What about 3x³. Well we take the two and multiple, and subtract from the exponent. So that gives us 3*3x², or 9x².
It’s a powerful rule!
You might be wondering, so we said in our first example 2x is the same as 2x¹.
What if after taking the derivative of x², which gives us 2x¹, we wanted to take the derivative again, this time of 2x¹.
Well that gives us 1 * 2x⁰. And x⁰ is always equal to 1, so that gives us 1 * 2(1), which just gives us 2.
This makes sense when we take the derivative of a straight, sloped line. The straight line, all along the line, has the exact same slope. So the derivative is just a single value.
And what happens if we take the derivate yet again? This time on 2? It simply goes away. There is not slope of a flat line along 2. It has 0 slope.
So if we have a big equation like 2x⁴ + 3x +4, we can easily take the derivative of x.
The first part becomes 6x³. The next part becomes 3, and then the 4 goes away. So we get 6x³ + 3. And if we take the derivative of that we get 18x², because the 3 by itself goes away. And if we take the derivative of that we get 36x. Then we get 36. And then we get nothing.
The Product Rule
Let’s say that we have three different functions. In fact we already had an example with three different functions.
Our example of 2x⁴ + 3x +4 could be considered 3 different functions added together.
But let’s take away the 4 and just say that we have two different functions.
Let’s say (x²) *. 3x, and we want to take the derivative. It would be great if it worked like the product rule where we say 2x * 3 or something, but that’s not how it works with multiplication and division.
So again, we have x² * 3x.
The product rule says that you take the derivative of the first function times the second function, and then add that to the first function times the derivative of the second function.
That’s a lot to say, so let’s write it a different way. Let’s say that f is our first function and g is our second function. Let’s say f’ means the derivative of the first function, and g’ is the derivative of the second function.
So (f*g)’ is what we’re after, the derivative of the first function times the second function.
(f * g)’ = f’ * g + f * g’
That a way of writing out what I said above.
Let’s write out our example
(x² * 3x)’ = ((x²)’ * 3x) + (x² * (3x)’)
= (2x * 3x) + (x² * 3)
= 6x² + 3x²
We can test our result be rewriting the original derivative in a way that uses only the product rule
x² * 3x = 3x³
The derivative of 3x³ = 9x²
So why didn’t we just adjust our formula and use the power rule every time?

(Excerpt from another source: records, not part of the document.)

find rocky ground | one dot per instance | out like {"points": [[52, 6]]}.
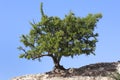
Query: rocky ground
{"points": [[98, 69], [92, 70]]}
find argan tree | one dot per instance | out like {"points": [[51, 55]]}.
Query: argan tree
{"points": [[56, 37]]}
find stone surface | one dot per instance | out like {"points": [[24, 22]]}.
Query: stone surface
{"points": [[98, 71]]}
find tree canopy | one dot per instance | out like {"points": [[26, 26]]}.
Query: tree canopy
{"points": [[56, 37]]}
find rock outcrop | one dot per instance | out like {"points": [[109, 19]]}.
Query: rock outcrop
{"points": [[98, 71]]}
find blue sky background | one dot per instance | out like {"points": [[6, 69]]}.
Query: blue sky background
{"points": [[15, 16]]}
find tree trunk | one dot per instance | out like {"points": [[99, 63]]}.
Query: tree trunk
{"points": [[56, 61]]}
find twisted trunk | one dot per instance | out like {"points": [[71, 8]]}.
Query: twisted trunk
{"points": [[56, 61]]}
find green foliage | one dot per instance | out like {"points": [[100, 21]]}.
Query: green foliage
{"points": [[57, 37]]}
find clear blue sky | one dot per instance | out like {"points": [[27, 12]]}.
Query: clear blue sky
{"points": [[15, 16]]}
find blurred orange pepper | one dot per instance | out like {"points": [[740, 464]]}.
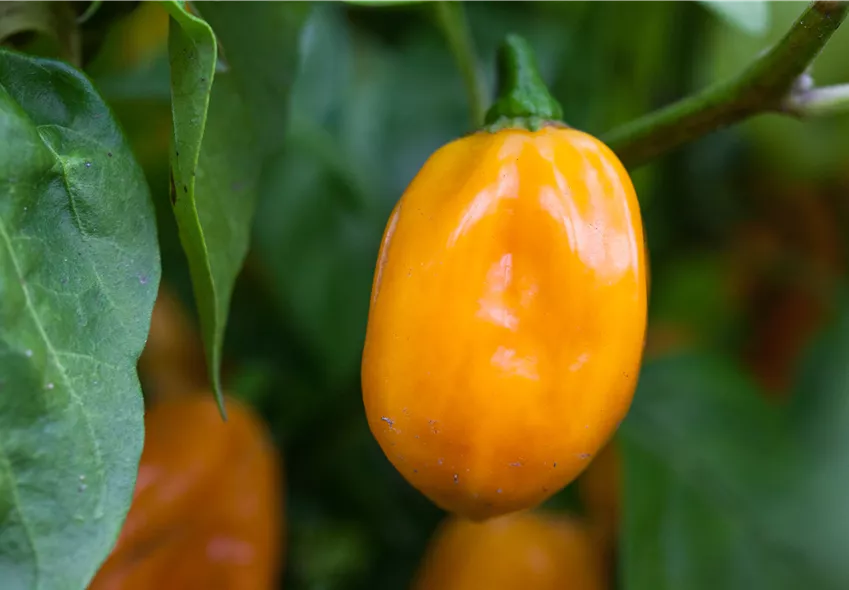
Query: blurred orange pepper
{"points": [[521, 551], [788, 260], [207, 511], [172, 362]]}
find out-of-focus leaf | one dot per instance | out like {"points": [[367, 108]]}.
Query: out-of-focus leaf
{"points": [[43, 27], [385, 2], [751, 16], [724, 490], [260, 40], [218, 155], [350, 152], [79, 272]]}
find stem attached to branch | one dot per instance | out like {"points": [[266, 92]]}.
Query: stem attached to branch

Sometimes there are functions that use different numbers and patterns where we can’t use the power rule directly, but we still need to take the derivative to two functions that are multiplied by each other.
The Chain Rule
Finally we’re going to use a rule called the chain rule.
Let’s take a function like this:
y = (2x -1)²
We can look at this as two separate functions inside of each other
z = 2x -1
And y = z²
So we have function z, and function y. And function z is sort of inside function y. Function z is being used as a parameter (which is another word for input), for function y.
In these cases what we do is solve the derivative of the outside function first, and then multiply that times the derivative of the second function.
So for y = (2x -1)², let’s take the derivative of the y, the outside part, first.
y = z², so the derivative of y is y = 2z. And then we substitute (2x-1) for z and we get y = 2(2x -1).
And finally we multiply that part by the derivative of the inside function.
So the inside function in this case was z. And z = 2x -1. And the derivative of z = 2.
So we multiply the inside derivative by the outside derivative and we get
2(2x -1) * 2
Which equals = 8x - 4.
There are other handy things to remember about derivatives when you’re doing calculus in the real world.
Like the derivative of:
sin(x) = cos(x)
cos(x) = -sin(x)
-sin(x) = -cos(x)
-cos(x) = sin(x)
(If you don’t remember for trigonometry, the sine is taking the angle of a right angle triangle and dividing opposite over the hypotenuse, and cosine is adjacent over the hypotenuse. Here is a handy page with more about that https://www.mathsisfun.com/sine-cosine-tangent.html).
And the derivative of e^x is e^x. That’s right. The meta slope of e^x is the slope of e^x. I told you that e is a trippy number!